Short version of my life: At 6 years old I knew I was different, I was attracted to girls and wanted to be a boy so that I can date all the hot girls in the school. hehehe. But no matter how hard I prayed God didn’t want to change me and i lived with this shame of being gay. I couldnt even say the word gay. At the age of 26 I was pressured by this girl I was totally in love with to confess that I like girls. I did, and my life changed. I thought for the better but not. Turns out the girl of my dreams was a closet gay and that she was in love with her best friend. In a messed up way she confessed that she is in love me with (to keep me away from her best friend) and we started dating for 3 years. 3 years of my life ruined by a toxic relationship. She made me believe that I am nothing without her and in those 3 years I started to believe that. I believed that I cant live without her, I was miserable because deep down I knew she never loved me the way I loved her. She just used me for times when she was alone or when I had to pay for stuff or make her feel good about herself. Then by some miracle she left me but I was an empty vessel by then. 

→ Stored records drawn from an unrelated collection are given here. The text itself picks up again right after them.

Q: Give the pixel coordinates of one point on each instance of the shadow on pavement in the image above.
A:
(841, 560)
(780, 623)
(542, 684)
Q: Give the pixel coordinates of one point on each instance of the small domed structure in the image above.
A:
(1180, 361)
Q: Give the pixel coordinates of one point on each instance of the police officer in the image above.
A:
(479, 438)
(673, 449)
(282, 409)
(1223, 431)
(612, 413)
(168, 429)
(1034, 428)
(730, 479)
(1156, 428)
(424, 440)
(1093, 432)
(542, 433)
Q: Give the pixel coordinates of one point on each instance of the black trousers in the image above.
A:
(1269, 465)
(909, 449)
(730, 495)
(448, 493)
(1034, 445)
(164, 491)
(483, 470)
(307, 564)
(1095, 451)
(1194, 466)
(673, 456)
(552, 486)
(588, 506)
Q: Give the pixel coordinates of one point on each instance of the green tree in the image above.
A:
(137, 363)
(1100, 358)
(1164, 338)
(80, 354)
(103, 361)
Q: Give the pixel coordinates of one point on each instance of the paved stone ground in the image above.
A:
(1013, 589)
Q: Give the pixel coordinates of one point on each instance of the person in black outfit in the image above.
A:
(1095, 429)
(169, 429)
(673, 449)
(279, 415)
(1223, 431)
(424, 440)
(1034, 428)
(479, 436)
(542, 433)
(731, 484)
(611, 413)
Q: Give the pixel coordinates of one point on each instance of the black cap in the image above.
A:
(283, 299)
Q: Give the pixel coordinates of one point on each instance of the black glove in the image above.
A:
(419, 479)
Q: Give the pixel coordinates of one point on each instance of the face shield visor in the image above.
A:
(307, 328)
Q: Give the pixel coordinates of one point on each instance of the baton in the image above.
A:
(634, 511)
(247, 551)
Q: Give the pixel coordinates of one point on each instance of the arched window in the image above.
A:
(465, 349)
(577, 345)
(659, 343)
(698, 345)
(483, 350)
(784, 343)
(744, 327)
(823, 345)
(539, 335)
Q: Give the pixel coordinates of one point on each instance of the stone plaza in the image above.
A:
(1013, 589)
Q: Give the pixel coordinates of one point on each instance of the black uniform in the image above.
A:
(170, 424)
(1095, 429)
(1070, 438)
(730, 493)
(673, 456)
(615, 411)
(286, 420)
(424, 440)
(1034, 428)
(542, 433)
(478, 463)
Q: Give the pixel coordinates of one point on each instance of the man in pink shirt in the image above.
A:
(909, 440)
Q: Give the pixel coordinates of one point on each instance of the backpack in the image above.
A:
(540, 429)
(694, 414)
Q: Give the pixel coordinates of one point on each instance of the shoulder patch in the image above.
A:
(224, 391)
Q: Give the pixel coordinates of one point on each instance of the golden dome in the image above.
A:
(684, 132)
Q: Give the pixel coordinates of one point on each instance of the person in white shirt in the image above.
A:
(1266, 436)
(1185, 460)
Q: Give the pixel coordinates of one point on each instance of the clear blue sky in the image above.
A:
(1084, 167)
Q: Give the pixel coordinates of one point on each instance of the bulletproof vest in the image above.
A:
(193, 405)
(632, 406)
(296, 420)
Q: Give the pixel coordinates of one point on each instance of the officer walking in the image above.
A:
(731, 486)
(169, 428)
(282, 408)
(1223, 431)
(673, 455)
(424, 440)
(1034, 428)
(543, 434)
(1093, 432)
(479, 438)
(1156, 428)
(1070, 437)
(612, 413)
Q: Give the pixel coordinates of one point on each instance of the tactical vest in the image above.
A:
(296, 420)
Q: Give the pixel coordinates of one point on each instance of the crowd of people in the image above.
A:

Then I met the love of my life. She was everything I ever wanted. (She was straight)… We fell in love and I had the best year of my life. With her i thought I can be gay in public, tell my parents and friends. I thought God saved me. Long story short. She cheated on me with my ex girlfriend and they started a life together last year. They bought a house, planning to adopt a child and and and.

As you can guess I was heartbroken, two people I loved and trusted betrayed me, I was defeated, I felt ashamed, I felt hate and I hated being gay. I dont know how to face life anymore, my confidence and ego shattered. Now after this I am 31 years old and I never felt so alone in my life, empty. Do you even get decend gay people out there anymore? I am normal, all I want is normal. A normal healthy relationship, no threesomes or one nightstands. A beautiful wife that I love and cherish, adopting children and be good citizens in our surrouding community. Rollmodels.